Last year, the U.N. refugee agency says, six people died on average every day while trying to cross the Mediterranean Sea.

It estimates 2,275 people died or disappeared crossing the Mediterranean in 2018, despite a big drop in the number of refugees and migrants arriving in Europe. Last year, 139,300 people arrived, the lowest number in five years.

File: Migrants on a rubber boat being rescued by the Lifeline ship in the Mediterranean. Hermine Poschmann / Mission Lifeline via AP

In 2017, on routes from Libya to Europe, the UNHCR found one person died for every 38 people who went to sea. That number rose sharply last year to one death for every 14 who arrived in Europe.

UNHCR spokeswoman Liz Throssell tells VOA the spike in refugee and migrant deaths is largely due to major cuts in search and rescue operations in the Mediterranean.

“That really has resulted in the Mediterranean being the world’s deadliest sea crossing,” said Throssell. “Non-governmental organizations have been carrying out sea rescues, but during the course of 2018, their ability to operate has been curtailed. 

So, what we are seeing is there is a lack of search and rescue.
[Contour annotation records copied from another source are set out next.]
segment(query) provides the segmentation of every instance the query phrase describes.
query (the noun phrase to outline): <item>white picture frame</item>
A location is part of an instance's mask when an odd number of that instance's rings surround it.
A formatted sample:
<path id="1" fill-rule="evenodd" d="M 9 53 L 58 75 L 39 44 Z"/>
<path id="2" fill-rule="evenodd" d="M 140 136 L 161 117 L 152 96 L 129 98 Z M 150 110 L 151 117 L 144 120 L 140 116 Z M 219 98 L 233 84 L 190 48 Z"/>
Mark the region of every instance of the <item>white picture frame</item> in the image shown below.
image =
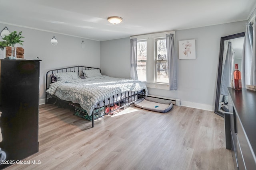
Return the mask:
<path id="1" fill-rule="evenodd" d="M 196 40 L 179 41 L 180 59 L 196 59 Z"/>

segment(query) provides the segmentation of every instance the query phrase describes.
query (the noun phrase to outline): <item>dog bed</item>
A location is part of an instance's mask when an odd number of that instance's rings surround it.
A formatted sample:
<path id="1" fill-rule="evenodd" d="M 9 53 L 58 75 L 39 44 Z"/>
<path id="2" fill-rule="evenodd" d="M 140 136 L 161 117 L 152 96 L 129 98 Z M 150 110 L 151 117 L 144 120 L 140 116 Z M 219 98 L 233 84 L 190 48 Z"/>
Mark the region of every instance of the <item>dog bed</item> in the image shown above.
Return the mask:
<path id="1" fill-rule="evenodd" d="M 166 113 L 172 107 L 172 103 L 170 100 L 146 96 L 136 102 L 134 106 L 146 110 Z"/>

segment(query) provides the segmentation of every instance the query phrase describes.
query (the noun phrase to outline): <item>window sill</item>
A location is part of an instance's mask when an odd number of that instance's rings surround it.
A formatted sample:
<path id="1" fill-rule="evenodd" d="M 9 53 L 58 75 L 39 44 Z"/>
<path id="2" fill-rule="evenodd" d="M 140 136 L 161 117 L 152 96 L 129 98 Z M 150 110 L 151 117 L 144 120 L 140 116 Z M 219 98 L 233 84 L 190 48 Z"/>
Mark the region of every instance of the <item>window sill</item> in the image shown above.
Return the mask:
<path id="1" fill-rule="evenodd" d="M 146 86 L 148 88 L 157 88 L 158 89 L 167 90 L 169 90 L 169 84 L 161 83 L 153 83 L 145 82 Z"/>

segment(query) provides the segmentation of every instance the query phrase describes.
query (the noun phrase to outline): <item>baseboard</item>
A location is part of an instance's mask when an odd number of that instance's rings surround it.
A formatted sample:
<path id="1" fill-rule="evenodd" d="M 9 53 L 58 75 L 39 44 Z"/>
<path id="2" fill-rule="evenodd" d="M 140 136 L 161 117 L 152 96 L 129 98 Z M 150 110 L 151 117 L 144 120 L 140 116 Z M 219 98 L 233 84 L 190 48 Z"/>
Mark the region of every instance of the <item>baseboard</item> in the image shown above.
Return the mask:
<path id="1" fill-rule="evenodd" d="M 45 98 L 39 99 L 39 105 L 45 104 Z"/>
<path id="2" fill-rule="evenodd" d="M 202 109 L 202 110 L 205 110 L 211 111 L 214 111 L 214 106 L 208 105 L 184 100 L 182 100 L 180 103 L 180 106 L 186 106 L 189 107 L 194 108 L 195 109 Z"/>

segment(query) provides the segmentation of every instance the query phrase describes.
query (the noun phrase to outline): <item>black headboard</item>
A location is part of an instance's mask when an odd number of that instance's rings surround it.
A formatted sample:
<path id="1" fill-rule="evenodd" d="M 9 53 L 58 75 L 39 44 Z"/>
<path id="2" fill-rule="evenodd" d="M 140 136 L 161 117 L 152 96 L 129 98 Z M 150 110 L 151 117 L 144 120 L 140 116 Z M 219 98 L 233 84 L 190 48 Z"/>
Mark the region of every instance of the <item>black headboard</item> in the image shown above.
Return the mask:
<path id="1" fill-rule="evenodd" d="M 99 68 L 96 68 L 94 67 L 87 67 L 86 66 L 73 66 L 69 67 L 66 67 L 64 68 L 57 68 L 54 70 L 50 70 L 48 71 L 46 73 L 46 90 L 49 88 L 49 86 L 51 82 L 51 75 L 56 73 L 57 72 L 77 72 L 78 76 L 81 76 L 83 75 L 82 70 L 91 70 L 93 69 L 98 69 L 100 70 L 100 71 L 101 72 L 100 69 Z"/>

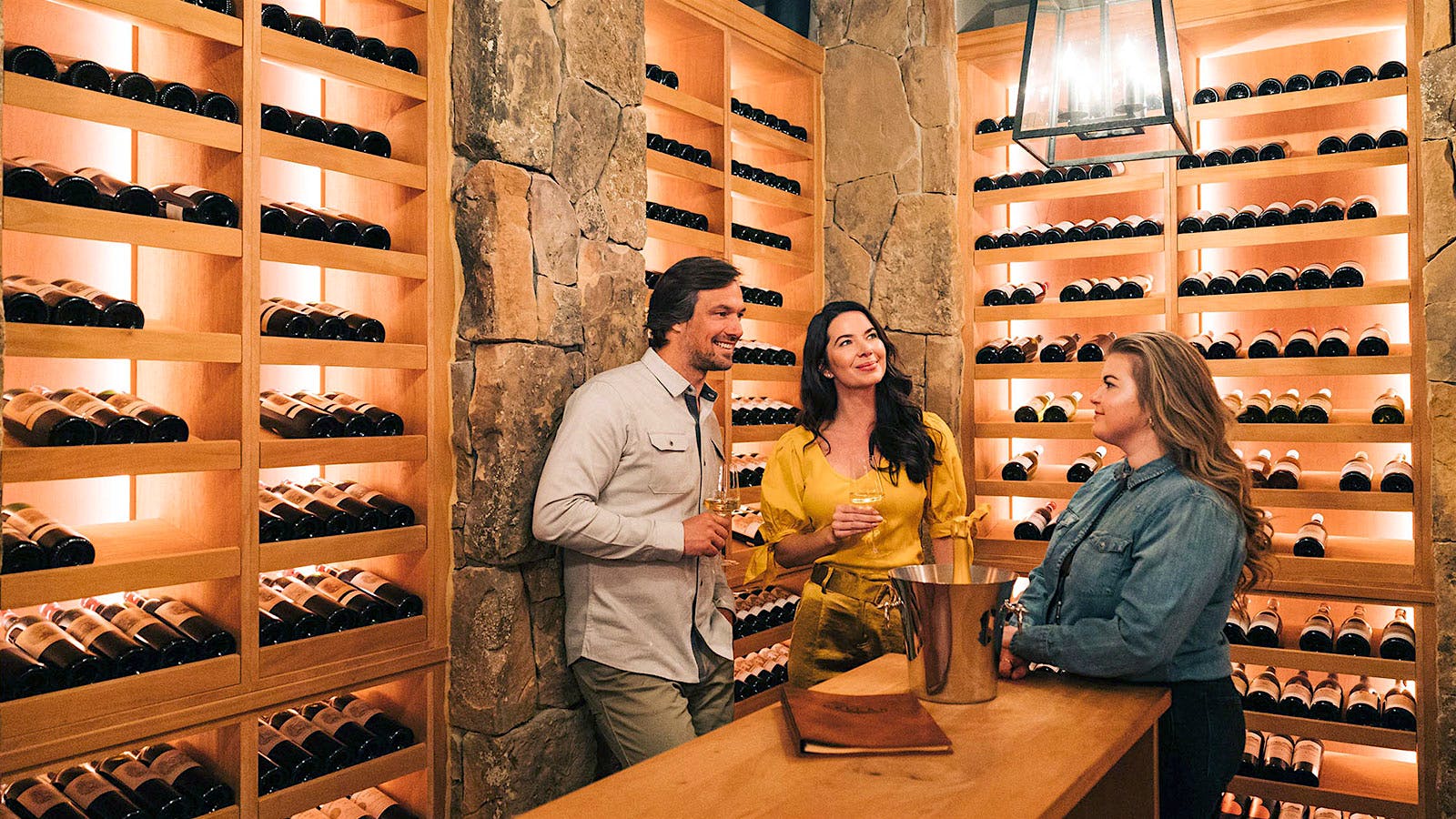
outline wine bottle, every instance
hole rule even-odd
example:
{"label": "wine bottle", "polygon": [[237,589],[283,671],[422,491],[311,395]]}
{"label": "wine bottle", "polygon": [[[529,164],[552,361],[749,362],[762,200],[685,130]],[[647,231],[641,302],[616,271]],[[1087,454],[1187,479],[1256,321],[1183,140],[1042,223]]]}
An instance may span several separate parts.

People setting off desperately and the result is people are drowning at sea.”

Throssell says preventing search and rescue operations will not deter people who are fleeing persecution or extreme poverty from risking their lives on the perilous sea journey.

The UNHCR is calling for a strong regional and collaborative approach to protect refugees and help save lives at sea. It says that European countries bordering the Mediterranean Sea; countries such as Italy, Spain and Greece, should not be solely responsible for caring for the refugees and migrants that come ashore.

The agency says this is a burden that should be shared among all European countries.